Taliban asks EU for help with Afghanistan's airports
The Taliban reiterated they would uphold human rights "in line with Islamic principles" and would welcome back diplomatic missions that had closed
The Taliban asked for help in keeping Afghanistan's airports running in weekend talks with EU officials that also raised "grave concern" about the humanitarian situation in their country, according to an EU statement late Sunday.
Both sides sent senior officials to the Qatari capital Doha for the talks, which happened just ahead of two weeks of negotiations between the US and the Taliban due to start Monday, also in Doha.
The EU's European External Action Service (EEAS) said in its statement that "the dialogue does not imply recognition by the EU of the interim (Taliban) government but is part of EU's operational engagement, in the interest of the EU and the Afghan people".
The Taliban delegation was led by interim foreign minister Amir Khan Mutaqqi, accompanied by the interim ministers for education and health, the acting central bank governor, and officials from the foreign, finance and interior ministries and the intelligence directorate.
The EU side was headed by the EU special envoy for Afghanistan Tomas Niklasson, with officials from the EEAS and the European Commission's service handling humanitarian aid, international partnerships, and migration.
- 'Worsening humanitarian situation' -
The EU statement said the Taliban vowed to stick by its promise of"amnesty" for Afghans who had worked against it during the two decades of Western-oriented rule up to the hasty exit and evacuation by the US and its allies in August.
The Taliban side also re-committed to allowing Afghans and foreigners to leave if they wish so, but "requested assistance for maintaining operations of airports" so that could happen.
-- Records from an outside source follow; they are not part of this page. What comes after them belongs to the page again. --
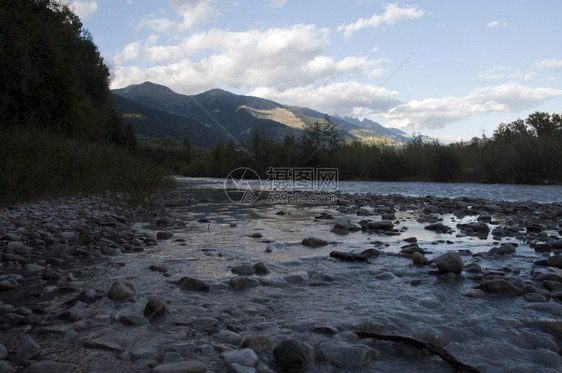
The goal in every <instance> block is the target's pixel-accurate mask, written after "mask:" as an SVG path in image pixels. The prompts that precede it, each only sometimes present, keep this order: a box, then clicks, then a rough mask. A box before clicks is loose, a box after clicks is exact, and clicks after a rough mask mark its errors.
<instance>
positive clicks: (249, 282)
mask: <svg viewBox="0 0 562 373" xmlns="http://www.w3.org/2000/svg"><path fill="white" fill-rule="evenodd" d="M228 284H229V285H230V287H231V288H233V289H234V290H245V289H249V288H253V287H257V286H259V284H260V283H259V281H258V280H256V279H254V278H249V277H243V276H235V277H232V278H231V279H230V280H229V281H228Z"/></svg>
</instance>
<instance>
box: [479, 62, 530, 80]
mask: <svg viewBox="0 0 562 373" xmlns="http://www.w3.org/2000/svg"><path fill="white" fill-rule="evenodd" d="M535 75H536V73H535V72H532V71H527V72H525V71H522V70H521V69H519V68H514V67H509V66H502V65H498V66H494V67H492V68H491V69H490V70H487V71H484V72H481V73H479V74H477V75H476V77H477V78H478V79H480V80H492V79H505V80H515V79H519V80H523V81H530V80H532V79H533V78H534V77H535Z"/></svg>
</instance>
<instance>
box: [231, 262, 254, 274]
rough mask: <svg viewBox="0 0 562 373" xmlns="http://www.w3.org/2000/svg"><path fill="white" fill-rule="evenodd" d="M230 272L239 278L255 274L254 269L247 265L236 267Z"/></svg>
mask: <svg viewBox="0 0 562 373" xmlns="http://www.w3.org/2000/svg"><path fill="white" fill-rule="evenodd" d="M230 271H231V272H232V273H234V274H235V275H240V276H252V275H253V274H254V273H255V271H254V267H252V266H251V265H248V264H243V265H240V266H236V267H234V268H232V269H231V270H230Z"/></svg>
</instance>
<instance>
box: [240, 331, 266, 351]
mask: <svg viewBox="0 0 562 373" xmlns="http://www.w3.org/2000/svg"><path fill="white" fill-rule="evenodd" d="M272 344H273V342H272V341H271V339H269V338H267V337H265V336H263V335H249V336H247V337H245V338H244V341H243V342H242V347H244V348H251V349H252V350H254V351H255V352H256V353H257V354H259V353H260V352H263V351H266V350H267V349H269V347H271V345H272Z"/></svg>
"The two sides expressed grave concern about the worsening humanitarian situation in Afghanistan as winter is arriving," the statement said, adding that the EU would continue supplying humanitarian aid.
The EU side pressed the Taliban to create an "inclusive government", foster democracy, ensure girls had equal access to schooling, and prevent Afghanistan serving as a base for any group "that threatens the security of others".
It also suggested that, if the Taliban met EU conditions, that could unlock extra financing for Afghanistan's cash-strapped new rulers but only "for the direct benefit of the Afghan people".
The Taliban reiterated they would uphold human rights "in line with Islamic principles" and would welcome back diplomatic missions that had closed, according to the statement.